Наступила та самая «последняя ночь». Тишина между нами была неловкой, переполненной всем несказанным, всем, что могло быть, но не будет.
— Я пойду, — вдруг сказала Бэлла, не глядя на меня. — Проверю маршрут к кладовой ещё раз. Подготовлю наши… вещи.
Она говорила о плане, о действиях, но её голос был пустым. Она боялась остаться со мной наедине. Боялась, что её выдержка дрогнет.
— Останься, — попросил я. И это была не просьба. Это была мольба.
Она замерла у двери, её рука на медной ручке. Потом медленно обернулась. В её глазах стояли слёзы, которые она отчаянно пыталась сдержать.
— Кайран, я не могу… если я сейчас останусь, я… я развалюсь.
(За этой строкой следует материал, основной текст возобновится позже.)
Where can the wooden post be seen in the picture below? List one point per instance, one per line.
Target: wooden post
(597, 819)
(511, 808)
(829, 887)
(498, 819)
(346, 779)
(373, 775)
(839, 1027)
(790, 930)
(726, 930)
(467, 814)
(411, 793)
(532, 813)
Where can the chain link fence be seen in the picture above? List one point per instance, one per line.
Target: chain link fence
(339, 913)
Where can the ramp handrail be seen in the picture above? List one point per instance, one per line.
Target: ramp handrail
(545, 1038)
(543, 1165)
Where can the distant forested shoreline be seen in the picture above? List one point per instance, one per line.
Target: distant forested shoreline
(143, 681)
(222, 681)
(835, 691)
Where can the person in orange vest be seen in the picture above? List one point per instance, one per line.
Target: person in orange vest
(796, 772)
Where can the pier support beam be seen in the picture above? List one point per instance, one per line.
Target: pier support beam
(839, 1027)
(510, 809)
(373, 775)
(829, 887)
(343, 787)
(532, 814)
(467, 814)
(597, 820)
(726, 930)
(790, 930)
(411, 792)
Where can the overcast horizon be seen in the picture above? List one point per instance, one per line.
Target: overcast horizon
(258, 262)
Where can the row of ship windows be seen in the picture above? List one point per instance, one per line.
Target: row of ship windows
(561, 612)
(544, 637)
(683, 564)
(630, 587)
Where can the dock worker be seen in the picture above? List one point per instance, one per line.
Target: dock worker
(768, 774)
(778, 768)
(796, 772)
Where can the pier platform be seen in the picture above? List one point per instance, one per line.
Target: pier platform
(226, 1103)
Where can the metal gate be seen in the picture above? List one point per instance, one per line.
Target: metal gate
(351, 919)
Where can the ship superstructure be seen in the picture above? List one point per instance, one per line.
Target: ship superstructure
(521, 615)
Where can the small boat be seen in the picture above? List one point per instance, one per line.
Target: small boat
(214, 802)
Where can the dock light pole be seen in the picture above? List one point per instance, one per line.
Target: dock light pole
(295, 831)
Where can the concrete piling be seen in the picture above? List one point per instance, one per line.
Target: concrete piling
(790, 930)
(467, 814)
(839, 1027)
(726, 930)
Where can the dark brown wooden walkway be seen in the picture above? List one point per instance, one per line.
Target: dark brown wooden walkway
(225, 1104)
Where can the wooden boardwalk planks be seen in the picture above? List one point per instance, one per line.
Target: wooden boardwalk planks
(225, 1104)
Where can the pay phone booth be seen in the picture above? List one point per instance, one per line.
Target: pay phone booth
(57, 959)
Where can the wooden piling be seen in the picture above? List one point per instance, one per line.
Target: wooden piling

А завтра мне нужно быть железной. Для тебя. Для нас.
— Ты и так железная, — сказал я, подходя к ней. — И мне нужна не железная Бэлла сейчас. Мне нужна просто… ты.
Она ахнула, коротко, сдавленно, и бросилась ко мне. Не в объятия. Она просто упёрлась лбом в мою грудь, её плечи затряслись от беззвучных рыданий. Вся её броня, вся её холодная расчётливость, вся её ярость — рассыпалась в прах, оставив лишь девушку, смертельно испуганную потерять того, кого любит.
— Я так не хочу тебя терять, — выдохнула она сквозь слёзы. — Я не хочу, чтобы это был наш последний вечер. Я хочу ссориться с тобой из-за глупостей. Хочу ворчать, что ты разбрасываешь вещи. Хочу стареть где-нибудь на краю света, где нет этих камней, этого гула… — её голос прервался.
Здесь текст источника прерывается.